If we were lucky, Mrs. Lewis would scoop our ice cream. She was fond of children, and always gave us just a little more than Mr. Lewis, who scared me a little bit with his huge bushy eyebrows like caterpillars. Your choices were simple. Chocolate, vanilla and strawberry. I always got a double dip of chocolate and vanilla on a waffle cone, then struggled to lick around the sides, lest the melting ice cream dribble all over my hand and my clothes, which it always did.
After my father had done his visiting with the farmers and watermen, we all piled back into the car and drove home again, happy and stained with ice cream.
On the way back, as the sun was setting and darkness stretched over the flat landscape, my father would tell us scary stories.
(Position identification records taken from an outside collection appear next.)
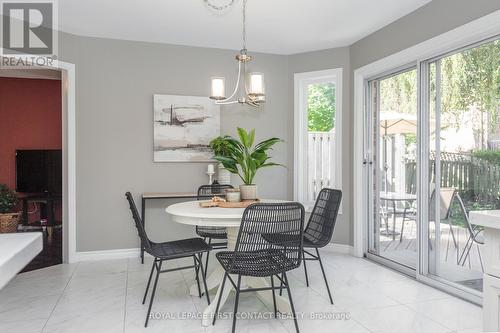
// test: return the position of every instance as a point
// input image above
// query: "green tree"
(321, 107)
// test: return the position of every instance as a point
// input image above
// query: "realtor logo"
(28, 28)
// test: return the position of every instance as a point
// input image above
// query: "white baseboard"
(135, 252)
(340, 248)
(107, 254)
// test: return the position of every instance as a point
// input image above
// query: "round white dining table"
(191, 213)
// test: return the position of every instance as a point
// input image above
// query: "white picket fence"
(320, 173)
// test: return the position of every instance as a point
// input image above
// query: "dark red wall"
(30, 118)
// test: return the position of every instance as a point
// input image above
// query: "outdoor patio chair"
(475, 236)
(446, 194)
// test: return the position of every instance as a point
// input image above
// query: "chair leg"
(149, 281)
(453, 235)
(324, 276)
(274, 297)
(153, 293)
(291, 303)
(467, 253)
(281, 284)
(218, 301)
(305, 268)
(464, 250)
(197, 272)
(206, 261)
(480, 258)
(237, 299)
(204, 279)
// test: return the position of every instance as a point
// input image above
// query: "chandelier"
(254, 89)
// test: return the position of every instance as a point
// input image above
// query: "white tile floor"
(105, 296)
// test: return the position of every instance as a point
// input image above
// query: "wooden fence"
(321, 150)
(469, 175)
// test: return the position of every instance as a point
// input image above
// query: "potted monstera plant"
(8, 219)
(243, 158)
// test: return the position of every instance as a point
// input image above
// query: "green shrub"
(492, 156)
(8, 199)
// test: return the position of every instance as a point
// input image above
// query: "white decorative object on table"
(490, 220)
(233, 195)
(192, 214)
(183, 127)
(210, 173)
(223, 175)
(248, 192)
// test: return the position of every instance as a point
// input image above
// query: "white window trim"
(301, 80)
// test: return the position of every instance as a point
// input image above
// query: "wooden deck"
(404, 251)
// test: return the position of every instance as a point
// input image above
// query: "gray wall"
(115, 83)
(320, 60)
(433, 19)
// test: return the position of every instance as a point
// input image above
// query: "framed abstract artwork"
(183, 127)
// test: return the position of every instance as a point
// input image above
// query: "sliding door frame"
(371, 165)
(464, 36)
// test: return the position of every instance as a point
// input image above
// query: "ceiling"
(274, 26)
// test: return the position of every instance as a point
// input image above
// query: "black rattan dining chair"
(319, 229)
(211, 233)
(254, 256)
(192, 247)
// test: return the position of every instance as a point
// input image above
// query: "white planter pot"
(248, 192)
(223, 175)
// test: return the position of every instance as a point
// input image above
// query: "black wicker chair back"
(321, 223)
(138, 223)
(254, 255)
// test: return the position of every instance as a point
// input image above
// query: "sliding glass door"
(463, 158)
(432, 154)
(392, 145)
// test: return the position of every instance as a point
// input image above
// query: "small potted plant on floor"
(8, 219)
(243, 158)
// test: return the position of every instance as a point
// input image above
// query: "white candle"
(218, 88)
(210, 168)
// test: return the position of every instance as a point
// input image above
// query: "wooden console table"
(160, 195)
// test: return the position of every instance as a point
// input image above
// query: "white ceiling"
(274, 26)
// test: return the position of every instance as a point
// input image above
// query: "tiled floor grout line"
(60, 296)
(429, 318)
(126, 295)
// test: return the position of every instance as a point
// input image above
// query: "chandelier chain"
(219, 8)
(244, 24)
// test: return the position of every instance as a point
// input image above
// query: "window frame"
(301, 83)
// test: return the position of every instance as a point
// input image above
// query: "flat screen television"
(39, 171)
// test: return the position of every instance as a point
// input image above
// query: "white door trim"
(477, 30)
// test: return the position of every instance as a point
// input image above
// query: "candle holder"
(210, 177)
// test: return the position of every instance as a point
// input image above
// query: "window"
(317, 133)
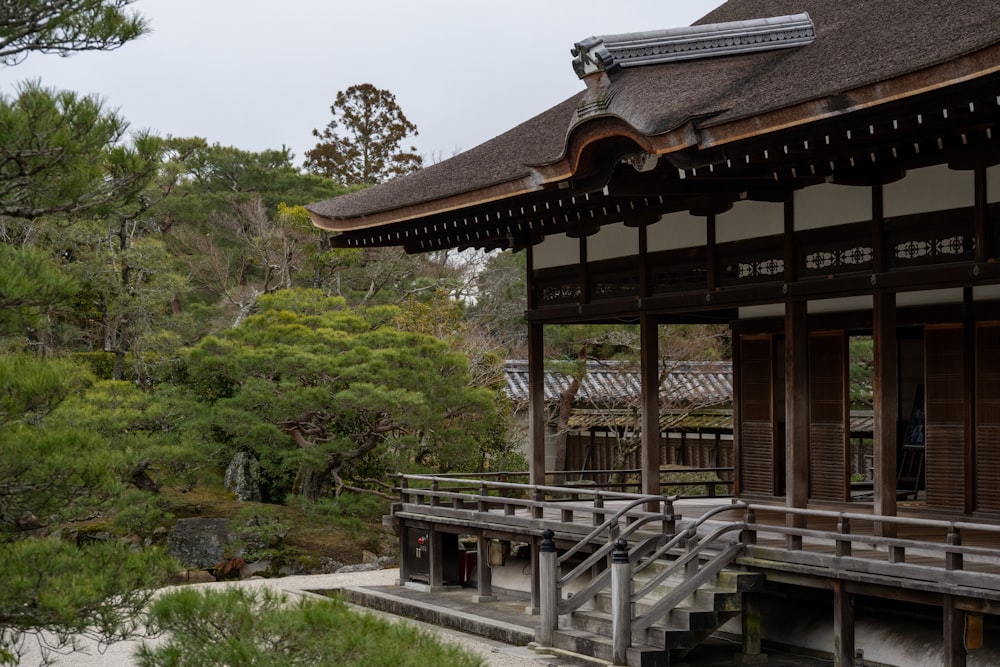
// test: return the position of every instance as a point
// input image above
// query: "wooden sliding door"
(829, 417)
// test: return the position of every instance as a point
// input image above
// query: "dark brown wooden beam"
(650, 368)
(796, 407)
(536, 403)
(885, 386)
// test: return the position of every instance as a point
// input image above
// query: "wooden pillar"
(406, 552)
(796, 407)
(536, 589)
(484, 571)
(536, 404)
(751, 621)
(435, 555)
(650, 372)
(843, 626)
(954, 633)
(885, 384)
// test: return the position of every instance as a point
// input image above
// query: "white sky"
(258, 74)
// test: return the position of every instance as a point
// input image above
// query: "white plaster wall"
(750, 219)
(677, 230)
(934, 188)
(827, 204)
(986, 293)
(841, 305)
(613, 241)
(556, 250)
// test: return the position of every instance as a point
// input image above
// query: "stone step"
(596, 646)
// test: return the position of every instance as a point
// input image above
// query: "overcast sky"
(258, 75)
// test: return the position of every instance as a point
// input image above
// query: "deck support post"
(751, 625)
(843, 626)
(885, 385)
(650, 401)
(621, 603)
(549, 580)
(536, 404)
(536, 594)
(435, 554)
(954, 633)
At least they were scary to me. As a surgeon he was inured to blood and guts and would cheerfully tell my mother that he’d removed fourteen feet of intestine from a patient that day. And how he’d once been taken to the mausoleum of a patient’s widow to view the corpse beneath glass, noting that the deceased’s hair and nails seemed to continue growing even after death. Of course, this stuff scared the daylights out of me, which I would never admit, and I had terrible fantasies about skeletons coming to get me in the middle of the night.
The run from the car to the house left my brother and me covered with mosquito bites. After dark, the huge monsters, the size of B-52’s, swarmed up out of the marshes in black clouds, seeking out our tender young legs and arms. If we didn’t run, we got chewed to pieces. We used to keep a bottle of alcohol by the back door, so we could routinely rub it all over our arms and legs whenever we came inside.
I’m serious. The mosquitoes were huge and hungry!
Night might have dropped the temperature a little, but it was still airless and hot. We dragged the fans upstairs to the bedrooms and slept with our heads at the foot of the bed, hoping to catch a breeze, any breeze, from the open windows. It took forever to finally fall asleep because you were so hot.
Then, when you finally did get to sleep, it seemed that another summer day dawned, dry and sullen and gasping for air, until finally, there might be a squall that cooled things off, thunder rattling the windows, lightning casting terrifying shadows, rain pelting the roof. I was more terrified with each rolling explosion until, finally, the storm rolled away, replaced, for a moment anyway, by a fresh cool breeze before the heat started all over again.
I’ve eaten a lot of ice cream in the intervening years, some of it quite gourmet and exotic. These days, it’s a rare treat for me, a forbidden and guilty pleasure. But I don’t think any ice cream I’ve eaten since tasted quite as good as the ice creams of those summer family outings.